Parameter Golf: What Really Works?
Pith reviewed 2026-07-03 20:47 UTC · model grok-4.3
The pith
Community contest submissions cut language model BPB from 1.2244 to 1.058 despite most single techniques adding under 1%.
A machine-rendered reading of the paper's core claim, the machinery that carries it, and where it could break.
Core claim
The verified leaderboard score dropped from 1.2244 to 1.058 BPB across three phases -- a 13.6% reduction, despite individual techniques rarely improving BPB by more than 1%. We show that most gains in techniques shrink across competitive submissions, isolating the few methods that improve performance across stacks.
What carries the argument
The taxonomy of 84 optimization techniques extracted from the 1,430 submissions, together with per-technique contribution measurements to BPB.
If this is right
- Only a minority of techniques retain their BPB gains once many submissions compete.
- Overall score improvement can still reach double digits even when every single technique stays below 1 percent.
- Techniques must be evaluated for cross-stack robustness rather than isolated peak effect.
- Diminishing returns appear for the majority of common optimizations under tight artifact budgets.
Where Pith is reading between the lines
- Re-running the contest with the same techniques but new participants would test whether the observed shrinkage is due to selection or to genuine interactions.
- The same measurement approach could be applied to other constrained training settings such as mobile or edge models.
- Future work could measure pairwise interactions among the few persistent techniques to explain why they combine better than the rest.
Load-bearing premise
The 1,430 clean scored submissions and the derived taxonomy of 84 techniques provide an unbiased and complete basis for attributing BPB improvements to specific optimizations rather than to unmeasured interactions or selection effects in the contest data.
What would settle it
A controlled replication that applies the isolated top techniques to fresh model stacks outside the original contest and checks whether the full 13.6 percent BPB reduction is recovered.
Figures
read the original abstract
How far can a language model improve under a strict artifact budget?
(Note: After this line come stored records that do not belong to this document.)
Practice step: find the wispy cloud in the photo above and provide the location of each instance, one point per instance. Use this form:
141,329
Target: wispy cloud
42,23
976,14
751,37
Parameter Golf posed this question as an open community challenge in which participants trained the best language model, with the complete artifact (training code + compressed weights) required to fit within 16 MB and be trained in under ten minutes on 8xH100 SXM GPUs. Quality was measured in bits-per-byte (BPB), the average number of bits required to encode each byte of unseen text. We analyze 2,037 pull requests and 1,430 clean scored submissions from the contest, build a taxonomy of 84 optimization techniques, and measure each technique's contribution to BPB. The verified leaderboard score dropped from 1.2244 to 1.058 BPB across three phases -- a 13.6% reduction, despite individual techniques rarely improving BPB by more than 1%. We show that most gains in techniques shrink across competitive submissions, isolating the few methods that improve performance across stacks.
Editorial analysis
A structured set of objections, weighed in public.
Referee Report
Summary. The paper analyzes 2,037 pull requests and 1,430 scored submissions from the Parameter Golf contest, in which participants optimized language models to fit within a 16 MB artifact budget and train in under 10 minutes on 8xH100 GPUs. It constructs a taxonomy of 84 optimization techniques, attributes BPB improvements to them, and reports that the verified leaderboard score fell from 1.2244 to 1.058 BPB (13.6% reduction) across phases, with most individual techniques contributing <1% and gains shrinking over time, while isolating a small set of methods that improve performance across stacks.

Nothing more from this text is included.